Antoine Comte : Bonjour, Louis Boyard. Votre participation à ce rassemblement contre le racisme était symbolique. Que signifie concrètement cette "Nouvelle France" ? À quoi s'oppose-t-elle ?
Louis Boyard : Je veux d'abord exprimer ma gratitude envers la Seine-Saint-Denis pour avoir organisé un tel événement marquant. Des milliers de personnes, victimes de racisme, se sont unies pour dire stop à l'exploitation et au mépris. Ce combat est mené sans attendre l'autorité gouvernementale, qui semble parfois inexistante dans de telles luttes.
Bien que le gouvernement ait condamné les événements liés à Bally Bagayoko, pourquoi ne manifeste-t-il pas pour le racisme ? Les élus présents, arborant leur écharpe tricolore, affirmaient qu'ils ne les attendaient pas pour agir. Cette admission est révélatrice du problème : certains responsables politiques contribuent eux-mêmes à la propagation du racisme.
La "Nouvelle France", à mes yeux, incarne une transformation sociale profonde. Par exemple, la question de l'égalité entre les sexes a énormément évolué : aujourd'hui, 65 % des étudiants en médecine sont des femmes, un changement historique.
De même, les descendants d'immigrés prennent de plus en plus de responsabilités dans notre société, tant sur le plan culturel, économique que politique. Le visage de la France a changé, et les enjeux contemporains, comme le dérèglement climatique et la numérisation, exigent que nous repensions notre paysage social.
Antoine Comte : À quelle vision antérieure cette "Nouvelle France" s'oppose-t-elle exactement ?

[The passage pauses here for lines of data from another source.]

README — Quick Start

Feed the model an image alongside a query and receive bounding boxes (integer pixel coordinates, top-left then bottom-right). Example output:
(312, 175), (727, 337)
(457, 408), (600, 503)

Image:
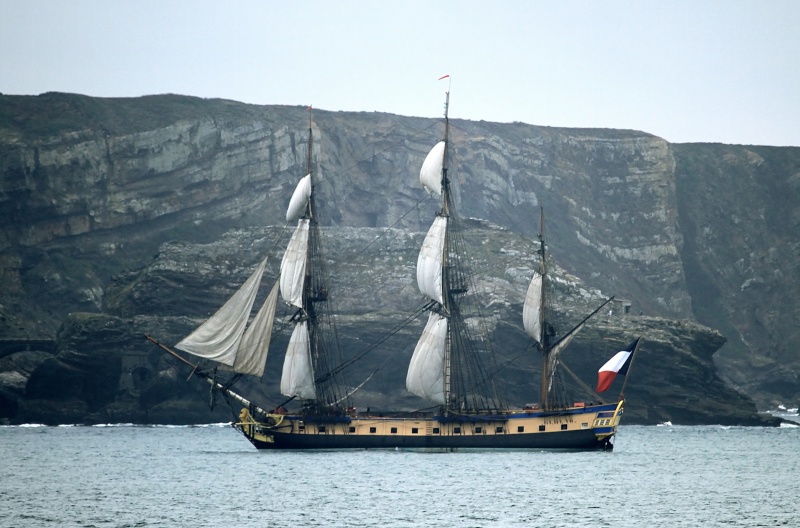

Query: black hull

(245, 430), (613, 451)
(234, 401), (623, 451)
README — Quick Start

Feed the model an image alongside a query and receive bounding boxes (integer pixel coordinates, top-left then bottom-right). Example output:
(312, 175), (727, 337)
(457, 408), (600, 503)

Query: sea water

(0, 424), (800, 528)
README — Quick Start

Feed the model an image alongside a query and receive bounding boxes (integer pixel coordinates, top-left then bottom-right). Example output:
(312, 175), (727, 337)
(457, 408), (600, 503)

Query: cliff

(0, 93), (800, 423)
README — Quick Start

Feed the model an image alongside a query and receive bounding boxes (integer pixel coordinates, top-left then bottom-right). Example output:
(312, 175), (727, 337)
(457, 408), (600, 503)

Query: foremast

(281, 107), (346, 412)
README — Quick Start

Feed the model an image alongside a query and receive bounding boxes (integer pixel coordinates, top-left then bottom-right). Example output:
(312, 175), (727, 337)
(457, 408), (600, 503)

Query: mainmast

(539, 205), (550, 409)
(440, 89), (453, 412)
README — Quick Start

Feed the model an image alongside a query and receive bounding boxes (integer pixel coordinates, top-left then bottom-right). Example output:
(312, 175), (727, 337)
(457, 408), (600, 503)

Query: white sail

(417, 216), (447, 304)
(406, 312), (447, 404)
(281, 321), (317, 400)
(228, 282), (278, 377)
(281, 218), (309, 308)
(419, 141), (445, 196)
(522, 272), (542, 345)
(175, 259), (267, 366)
(286, 174), (311, 222)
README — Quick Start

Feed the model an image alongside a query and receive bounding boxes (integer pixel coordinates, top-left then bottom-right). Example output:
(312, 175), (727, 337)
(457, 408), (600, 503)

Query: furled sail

(406, 312), (447, 404)
(417, 216), (447, 304)
(286, 174), (311, 222)
(522, 272), (543, 345)
(419, 141), (445, 196)
(281, 321), (317, 400)
(175, 259), (267, 367)
(280, 218), (309, 308)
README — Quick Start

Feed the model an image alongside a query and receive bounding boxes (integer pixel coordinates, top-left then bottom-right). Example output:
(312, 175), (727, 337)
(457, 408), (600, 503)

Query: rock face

(0, 93), (800, 423)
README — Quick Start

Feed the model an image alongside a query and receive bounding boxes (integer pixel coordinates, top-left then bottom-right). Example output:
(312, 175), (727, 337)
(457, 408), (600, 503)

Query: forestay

(419, 141), (445, 196)
(522, 271), (543, 345)
(281, 321), (317, 400)
(417, 216), (447, 304)
(175, 258), (271, 374)
(406, 312), (447, 404)
(281, 218), (309, 308)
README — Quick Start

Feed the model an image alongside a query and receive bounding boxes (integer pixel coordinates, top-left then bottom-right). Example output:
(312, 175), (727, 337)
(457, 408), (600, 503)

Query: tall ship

(147, 90), (639, 450)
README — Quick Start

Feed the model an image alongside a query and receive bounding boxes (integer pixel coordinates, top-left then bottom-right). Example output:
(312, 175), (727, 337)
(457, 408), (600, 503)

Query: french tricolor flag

(597, 337), (641, 392)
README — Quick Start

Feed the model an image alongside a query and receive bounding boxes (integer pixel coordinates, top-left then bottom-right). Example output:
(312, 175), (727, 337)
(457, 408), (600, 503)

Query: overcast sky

(0, 0), (800, 146)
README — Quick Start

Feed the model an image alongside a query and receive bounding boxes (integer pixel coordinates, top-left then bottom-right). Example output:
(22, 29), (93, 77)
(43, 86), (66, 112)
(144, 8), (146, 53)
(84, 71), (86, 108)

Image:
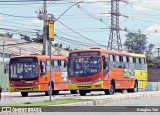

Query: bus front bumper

(68, 81), (103, 90)
(10, 85), (40, 92)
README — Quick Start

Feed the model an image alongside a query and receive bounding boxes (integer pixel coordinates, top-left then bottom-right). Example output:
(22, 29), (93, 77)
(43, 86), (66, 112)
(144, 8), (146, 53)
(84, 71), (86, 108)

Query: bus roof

(70, 48), (145, 57)
(11, 55), (66, 60)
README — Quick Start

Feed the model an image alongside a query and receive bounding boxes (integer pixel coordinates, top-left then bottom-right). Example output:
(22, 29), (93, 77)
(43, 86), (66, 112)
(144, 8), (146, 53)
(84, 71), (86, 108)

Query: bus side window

(109, 55), (115, 68)
(135, 58), (140, 70)
(122, 56), (128, 69)
(140, 58), (146, 70)
(129, 57), (135, 69)
(53, 60), (61, 72)
(60, 60), (67, 72)
(115, 55), (122, 68)
(40, 61), (46, 75)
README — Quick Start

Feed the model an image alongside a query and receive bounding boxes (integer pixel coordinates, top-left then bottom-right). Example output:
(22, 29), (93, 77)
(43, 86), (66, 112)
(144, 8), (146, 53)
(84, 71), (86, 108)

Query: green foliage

(124, 32), (147, 53)
(20, 34), (31, 41)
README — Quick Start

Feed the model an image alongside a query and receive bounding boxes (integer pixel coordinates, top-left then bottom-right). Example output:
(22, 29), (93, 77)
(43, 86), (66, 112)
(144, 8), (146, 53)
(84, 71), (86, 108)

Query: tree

(124, 32), (147, 53)
(146, 43), (154, 56)
(5, 32), (13, 38)
(20, 34), (31, 42)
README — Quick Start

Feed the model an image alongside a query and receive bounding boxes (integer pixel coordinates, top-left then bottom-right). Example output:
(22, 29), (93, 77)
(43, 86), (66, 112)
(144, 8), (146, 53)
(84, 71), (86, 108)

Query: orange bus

(67, 48), (147, 96)
(9, 55), (76, 97)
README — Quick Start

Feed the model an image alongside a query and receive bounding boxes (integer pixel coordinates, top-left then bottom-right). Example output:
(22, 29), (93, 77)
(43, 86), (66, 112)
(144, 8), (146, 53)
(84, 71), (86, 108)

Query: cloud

(144, 24), (160, 34)
(0, 15), (4, 20)
(143, 24), (160, 44)
(129, 0), (160, 11)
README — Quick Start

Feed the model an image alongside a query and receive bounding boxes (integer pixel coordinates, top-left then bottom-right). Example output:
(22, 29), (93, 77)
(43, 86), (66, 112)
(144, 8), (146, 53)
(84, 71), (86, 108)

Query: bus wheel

(104, 82), (115, 95)
(131, 81), (138, 92)
(45, 83), (53, 96)
(21, 92), (28, 97)
(52, 90), (59, 95)
(70, 90), (78, 94)
(79, 90), (87, 96)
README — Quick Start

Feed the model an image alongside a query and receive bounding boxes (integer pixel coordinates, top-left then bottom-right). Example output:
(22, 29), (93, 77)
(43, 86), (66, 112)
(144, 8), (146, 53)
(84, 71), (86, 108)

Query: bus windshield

(10, 57), (38, 80)
(68, 56), (101, 77)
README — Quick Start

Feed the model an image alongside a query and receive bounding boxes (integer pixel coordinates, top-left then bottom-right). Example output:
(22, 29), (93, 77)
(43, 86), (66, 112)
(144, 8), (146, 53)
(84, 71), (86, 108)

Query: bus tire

(104, 82), (115, 95)
(79, 90), (87, 96)
(21, 92), (28, 97)
(70, 90), (78, 94)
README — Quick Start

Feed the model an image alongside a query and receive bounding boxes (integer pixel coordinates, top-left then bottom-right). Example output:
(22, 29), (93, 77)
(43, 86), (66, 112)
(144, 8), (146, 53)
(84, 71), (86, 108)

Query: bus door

(52, 60), (68, 90)
(39, 60), (49, 91)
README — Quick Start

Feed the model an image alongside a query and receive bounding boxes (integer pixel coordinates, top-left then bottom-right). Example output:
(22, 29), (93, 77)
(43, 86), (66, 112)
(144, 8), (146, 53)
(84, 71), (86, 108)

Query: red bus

(9, 55), (76, 97)
(67, 48), (147, 96)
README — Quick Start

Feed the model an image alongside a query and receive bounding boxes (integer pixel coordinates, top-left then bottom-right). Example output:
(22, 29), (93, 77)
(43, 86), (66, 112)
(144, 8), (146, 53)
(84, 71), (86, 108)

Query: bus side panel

(52, 72), (68, 90)
(104, 68), (134, 89)
(39, 72), (49, 91)
(135, 70), (147, 88)
(54, 82), (68, 90)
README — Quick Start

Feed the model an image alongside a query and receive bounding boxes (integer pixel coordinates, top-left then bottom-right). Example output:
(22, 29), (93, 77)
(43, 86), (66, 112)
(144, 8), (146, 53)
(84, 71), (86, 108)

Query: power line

(57, 20), (104, 46)
(0, 13), (37, 18)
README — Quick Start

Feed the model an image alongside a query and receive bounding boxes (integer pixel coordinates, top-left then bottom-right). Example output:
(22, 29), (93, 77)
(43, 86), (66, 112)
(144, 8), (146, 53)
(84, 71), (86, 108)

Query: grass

(3, 99), (92, 106)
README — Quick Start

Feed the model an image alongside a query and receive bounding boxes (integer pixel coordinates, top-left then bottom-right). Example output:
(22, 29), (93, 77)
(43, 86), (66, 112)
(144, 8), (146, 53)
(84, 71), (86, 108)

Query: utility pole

(157, 48), (160, 58)
(37, 0), (49, 55)
(107, 0), (126, 51)
(42, 0), (48, 55)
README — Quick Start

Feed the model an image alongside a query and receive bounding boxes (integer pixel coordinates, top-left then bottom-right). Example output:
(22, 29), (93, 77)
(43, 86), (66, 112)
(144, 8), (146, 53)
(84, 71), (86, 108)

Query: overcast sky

(0, 0), (160, 48)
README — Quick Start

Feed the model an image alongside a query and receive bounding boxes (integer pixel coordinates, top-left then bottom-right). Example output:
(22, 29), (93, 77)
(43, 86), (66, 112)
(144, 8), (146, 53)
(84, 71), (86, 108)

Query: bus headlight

(69, 80), (74, 84)
(94, 78), (102, 83)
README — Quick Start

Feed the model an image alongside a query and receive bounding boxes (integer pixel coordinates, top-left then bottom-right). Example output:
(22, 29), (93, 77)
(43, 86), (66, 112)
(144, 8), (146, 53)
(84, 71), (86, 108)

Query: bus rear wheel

(104, 82), (115, 95)
(21, 92), (28, 97)
(128, 81), (138, 92)
(45, 82), (53, 96)
(70, 90), (78, 94)
(79, 90), (87, 96)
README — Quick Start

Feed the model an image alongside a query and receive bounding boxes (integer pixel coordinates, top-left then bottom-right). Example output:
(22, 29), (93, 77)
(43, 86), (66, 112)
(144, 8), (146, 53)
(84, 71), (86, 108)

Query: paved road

Louis Boyard : Cette question est cruciale. La "Nouvelle France" se débat avec une France figée dans le passé, celle d'il y a 60 ans. À l'époque, nous n'avions pas accès à Internet et les luttes pour l'égalité des sexes ou l'intégration des différentes générations d'immigrés n'étaient pas aussi visibles. Historiquement, il y avait une volonté de marginaliser ces groupes. Or, leurs descendants sont aujourd'hui chefs d'entreprise, techniciens et même élus locaux.
En somme, la "Nouvelle France" incarne une réalité sociale dont nous sommes fiers. C'est un reflet de notre capacité à évoluer.